Retailers, in this technological era, face a dilemma. How can they continue to meet ever increasing demands for low prices, broader, more complex delivery propositions and fantastic service whilst simultaneously improving efficiency and increasing profits?

The answer lies in making some subtle changes to how they are using IT infrastructure and moving away from SLAs towards a goal of operational perfection.

Decreasing costs while eradicating errors and adding multiple layers of resilience and recovery sounds like an impossible task. And it is, unless there is a departure from simply driving tighter and tighter SLAs to acknowledging, accepting and balancing system failure.

>See also: Defining and embracing data-driven decisions in IT operations

Heresy #1

System failure is inevitable so rather than trying to avoid it with contracts, embrace it and judge success from the perspective of the customer rather than the infrastructure availability number.

The best product, the best price, the best operations. Operational excellence as a retail USP has been the mainstay for many brands and retailers over the years – but with ever more complex technical supply chains and customers distributed across the globe, delivering the perfect customer experience is exceptionally hard and costly.

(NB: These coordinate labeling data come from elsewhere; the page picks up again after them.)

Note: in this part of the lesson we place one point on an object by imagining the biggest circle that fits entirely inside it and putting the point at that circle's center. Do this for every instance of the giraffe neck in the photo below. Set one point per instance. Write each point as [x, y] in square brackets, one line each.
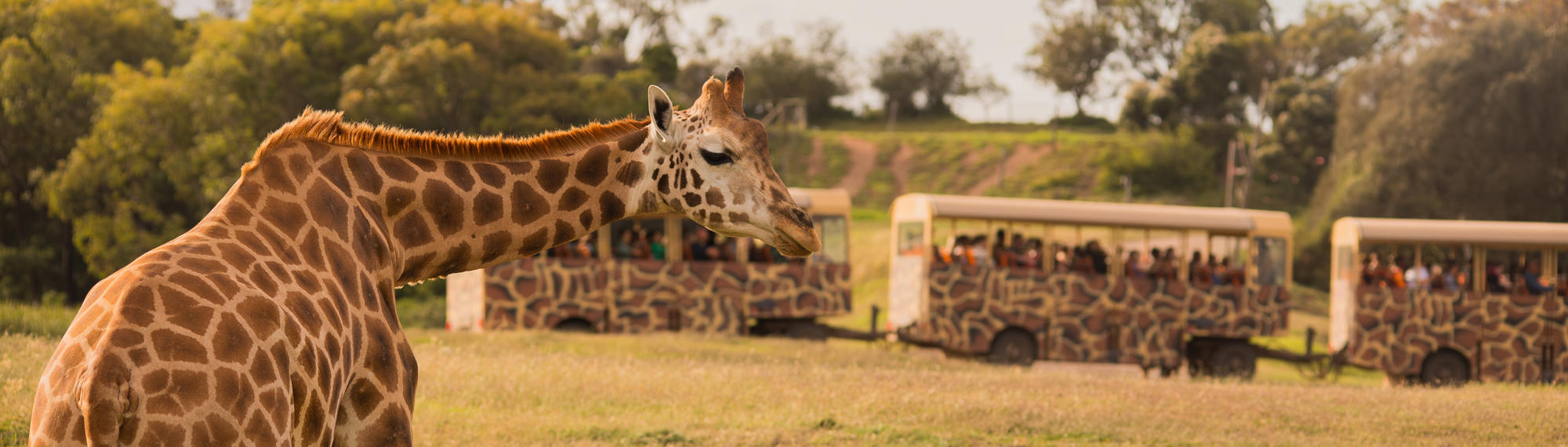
[412, 219]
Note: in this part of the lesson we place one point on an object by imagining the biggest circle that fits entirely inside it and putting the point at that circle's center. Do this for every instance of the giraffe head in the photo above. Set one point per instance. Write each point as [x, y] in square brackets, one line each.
[713, 165]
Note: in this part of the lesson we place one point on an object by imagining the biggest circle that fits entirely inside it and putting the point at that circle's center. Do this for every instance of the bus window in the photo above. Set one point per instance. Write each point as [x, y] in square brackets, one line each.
[637, 239]
[835, 241]
[1271, 261]
[912, 239]
[703, 244]
[1229, 260]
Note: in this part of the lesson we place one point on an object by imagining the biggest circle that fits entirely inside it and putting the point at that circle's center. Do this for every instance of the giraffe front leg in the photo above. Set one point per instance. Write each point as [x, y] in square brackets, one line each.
[379, 404]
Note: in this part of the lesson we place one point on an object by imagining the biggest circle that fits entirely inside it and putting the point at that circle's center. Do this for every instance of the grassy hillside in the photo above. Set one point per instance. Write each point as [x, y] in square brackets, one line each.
[545, 388]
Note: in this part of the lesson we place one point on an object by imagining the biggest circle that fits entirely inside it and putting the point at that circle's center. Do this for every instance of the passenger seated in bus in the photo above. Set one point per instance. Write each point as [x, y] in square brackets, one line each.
[656, 245]
[1197, 271]
[1097, 258]
[1136, 266]
[623, 244]
[979, 255]
[1420, 277]
[1497, 282]
[1533, 278]
[1396, 272]
[1370, 275]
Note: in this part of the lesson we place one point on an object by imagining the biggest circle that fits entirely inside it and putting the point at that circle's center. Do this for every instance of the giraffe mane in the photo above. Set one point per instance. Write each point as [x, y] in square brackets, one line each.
[330, 128]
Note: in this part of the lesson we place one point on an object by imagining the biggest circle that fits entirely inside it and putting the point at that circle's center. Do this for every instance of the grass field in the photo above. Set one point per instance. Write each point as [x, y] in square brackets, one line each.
[542, 388]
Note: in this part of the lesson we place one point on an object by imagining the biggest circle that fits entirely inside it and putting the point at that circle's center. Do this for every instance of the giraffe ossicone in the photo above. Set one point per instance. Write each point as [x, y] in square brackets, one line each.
[274, 321]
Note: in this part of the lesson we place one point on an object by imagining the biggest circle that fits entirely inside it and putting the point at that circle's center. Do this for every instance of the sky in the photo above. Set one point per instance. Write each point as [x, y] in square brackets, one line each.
[1000, 35]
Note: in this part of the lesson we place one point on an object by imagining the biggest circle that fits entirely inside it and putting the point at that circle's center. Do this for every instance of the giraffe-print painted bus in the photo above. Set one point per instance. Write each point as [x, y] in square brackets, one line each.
[667, 274]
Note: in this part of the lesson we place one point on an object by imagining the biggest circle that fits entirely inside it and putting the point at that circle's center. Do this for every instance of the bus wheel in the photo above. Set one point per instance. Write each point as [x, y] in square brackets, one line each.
[1014, 347]
[1233, 360]
[807, 332]
[576, 325]
[1445, 369]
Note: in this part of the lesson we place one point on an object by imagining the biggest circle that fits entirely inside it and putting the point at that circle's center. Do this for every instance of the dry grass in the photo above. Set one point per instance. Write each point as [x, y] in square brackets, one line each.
[542, 388]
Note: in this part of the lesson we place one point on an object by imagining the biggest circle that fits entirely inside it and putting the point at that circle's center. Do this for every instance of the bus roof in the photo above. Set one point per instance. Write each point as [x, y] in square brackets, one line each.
[816, 202]
[1095, 214]
[1446, 231]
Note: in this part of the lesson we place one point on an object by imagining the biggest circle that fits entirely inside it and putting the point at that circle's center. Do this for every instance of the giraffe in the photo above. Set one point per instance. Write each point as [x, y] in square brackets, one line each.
[274, 321]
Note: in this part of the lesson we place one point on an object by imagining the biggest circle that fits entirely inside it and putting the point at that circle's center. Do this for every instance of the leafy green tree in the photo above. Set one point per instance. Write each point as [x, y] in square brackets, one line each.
[49, 57]
[811, 70]
[1072, 54]
[932, 64]
[1459, 125]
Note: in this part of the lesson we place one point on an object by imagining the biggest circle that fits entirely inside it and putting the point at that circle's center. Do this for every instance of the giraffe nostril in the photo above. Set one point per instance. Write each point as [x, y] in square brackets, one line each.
[804, 219]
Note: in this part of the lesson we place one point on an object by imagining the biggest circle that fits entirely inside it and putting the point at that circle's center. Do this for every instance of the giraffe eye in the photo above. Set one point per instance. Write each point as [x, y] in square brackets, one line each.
[716, 158]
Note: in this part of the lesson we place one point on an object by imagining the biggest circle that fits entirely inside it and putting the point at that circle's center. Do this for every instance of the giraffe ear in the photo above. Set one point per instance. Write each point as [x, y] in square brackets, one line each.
[659, 115]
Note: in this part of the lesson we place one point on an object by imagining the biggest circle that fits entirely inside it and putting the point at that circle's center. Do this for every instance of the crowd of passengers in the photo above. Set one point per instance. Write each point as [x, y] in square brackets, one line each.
[1451, 275]
[642, 244]
[1084, 260]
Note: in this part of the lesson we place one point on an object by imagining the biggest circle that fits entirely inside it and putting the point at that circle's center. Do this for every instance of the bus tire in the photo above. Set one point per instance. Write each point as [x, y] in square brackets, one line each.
[1012, 347]
[1445, 368]
[576, 325]
[1233, 360]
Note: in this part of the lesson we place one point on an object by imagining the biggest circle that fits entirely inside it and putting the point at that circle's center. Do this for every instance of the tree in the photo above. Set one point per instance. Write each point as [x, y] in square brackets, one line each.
[1461, 125]
[931, 64]
[1072, 54]
[811, 68]
[49, 93]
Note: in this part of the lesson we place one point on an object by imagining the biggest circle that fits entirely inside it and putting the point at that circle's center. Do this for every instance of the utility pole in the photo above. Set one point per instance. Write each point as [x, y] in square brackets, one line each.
[1230, 173]
[1127, 189]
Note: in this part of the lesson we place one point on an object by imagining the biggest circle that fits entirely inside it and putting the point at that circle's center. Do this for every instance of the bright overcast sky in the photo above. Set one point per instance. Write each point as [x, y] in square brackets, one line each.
[998, 32]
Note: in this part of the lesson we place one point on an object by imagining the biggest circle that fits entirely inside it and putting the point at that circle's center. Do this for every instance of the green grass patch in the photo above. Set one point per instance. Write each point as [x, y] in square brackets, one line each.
[35, 319]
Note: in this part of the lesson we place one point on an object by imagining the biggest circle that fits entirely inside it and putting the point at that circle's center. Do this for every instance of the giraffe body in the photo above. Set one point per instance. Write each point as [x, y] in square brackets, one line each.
[274, 322]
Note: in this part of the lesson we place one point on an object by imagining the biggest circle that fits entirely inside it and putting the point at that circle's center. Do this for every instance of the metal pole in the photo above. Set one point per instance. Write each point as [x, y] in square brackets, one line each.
[1230, 173]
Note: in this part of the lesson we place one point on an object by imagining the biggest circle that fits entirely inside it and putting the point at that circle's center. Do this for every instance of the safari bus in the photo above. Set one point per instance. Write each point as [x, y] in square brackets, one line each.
[1023, 280]
[1450, 302]
[666, 274]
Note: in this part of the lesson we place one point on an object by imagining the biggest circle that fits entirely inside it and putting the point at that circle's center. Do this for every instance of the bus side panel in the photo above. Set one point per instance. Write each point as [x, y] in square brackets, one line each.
[658, 296]
[1238, 311]
[1504, 336]
[537, 294]
[1130, 321]
[797, 291]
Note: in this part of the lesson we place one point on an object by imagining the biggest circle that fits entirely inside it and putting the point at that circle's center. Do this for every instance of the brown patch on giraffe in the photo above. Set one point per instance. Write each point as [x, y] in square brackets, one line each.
[572, 200]
[496, 245]
[175, 347]
[595, 165]
[528, 205]
[328, 209]
[460, 175]
[333, 172]
[412, 231]
[611, 208]
[648, 203]
[365, 172]
[424, 164]
[488, 208]
[564, 233]
[288, 217]
[553, 175]
[184, 311]
[630, 173]
[537, 242]
[397, 169]
[490, 175]
[445, 206]
[231, 343]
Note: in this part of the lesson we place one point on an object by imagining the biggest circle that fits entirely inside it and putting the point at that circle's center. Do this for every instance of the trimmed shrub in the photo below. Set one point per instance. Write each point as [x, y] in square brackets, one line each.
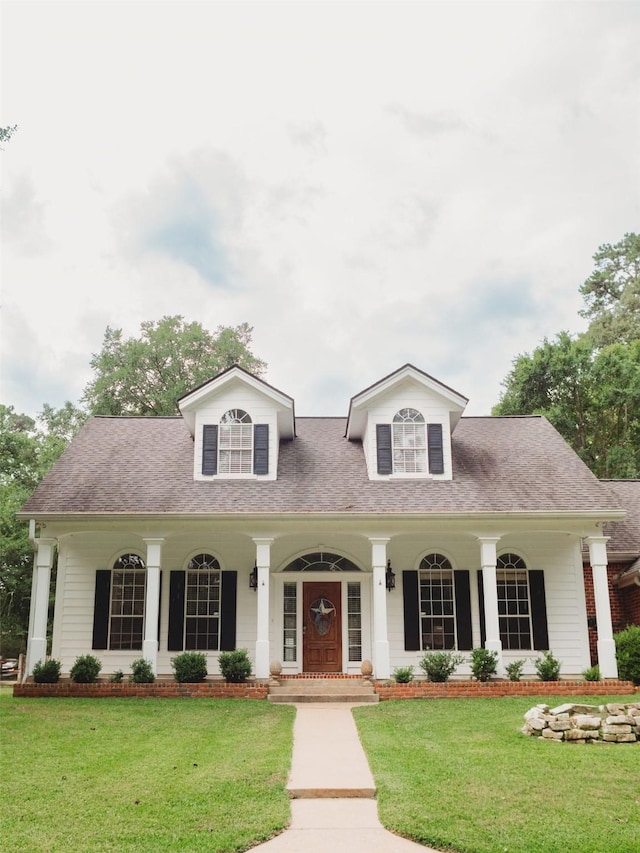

A different perspective is to assume that all things break, but as almost all breakages can be mitigated, the plan should change and focus on delivering a near perfect operational experience (from a customer perspective). It is simple to accept that things break and that the real measure of a system’s goodness is how the customer perceives the experience.

Heresy #2

The focus on Technical SLA’s drives the wrong behaviours. Putting ’operational perfection’ first makes things better.

>See also: Rolling into the digital age: inside Rolls-Royce’s tech transformation

Failed SLAs and associated service credits can also fundamentally miss the economic point – they simply don’t add up, in fact, they can never add up. The cost to a business of a lost sale can be counted in pounds but the cost of the various vendors who contribute to that transaction is often measured in pence. And while everybody is chasing the perfect measurement of failure – they are wasting time figuring out how to provide a better consumer experience.

There is a procurement obsession with availability SLAs – focusing on limiting the number of minutes (or transactions) that the customer is affected by downtime. Even though SAAS providers work hard on availability, scale and security – these should be simply considered as hygiene factors. The most enlightened retailers and carriers invariably talk about the percentage (and absolute number) of customers who don’t have a perfect experience.

Heresy #3

What you measure is less interesting than when and how you measure it.

Online transactions are not considered in hours or minutes, but in milliseconds, so averaging website response times across a week is essentially meaningless. From the perspective of the B2C or B2B customer it is the percentiles that matter not averages, it would be preferable to have a few well considered measures than a host of irrelevant statistics.

>See also: Don’t be fooled by the hype around AI

Recognising that we don’t know everything is important. Try and understand the “normal” and alert and respond when things are simply unexpected. Monitoring 2nd, 3rd and nth order outcomes and consequences (split of transactions between carriers, consumer feedback etc.) is often more helpful than simple technical measures.

Heresy #4

Aggressive scaling just as you need it, and rapid contraction when you don’t, is better for customers than “just in case” capacity.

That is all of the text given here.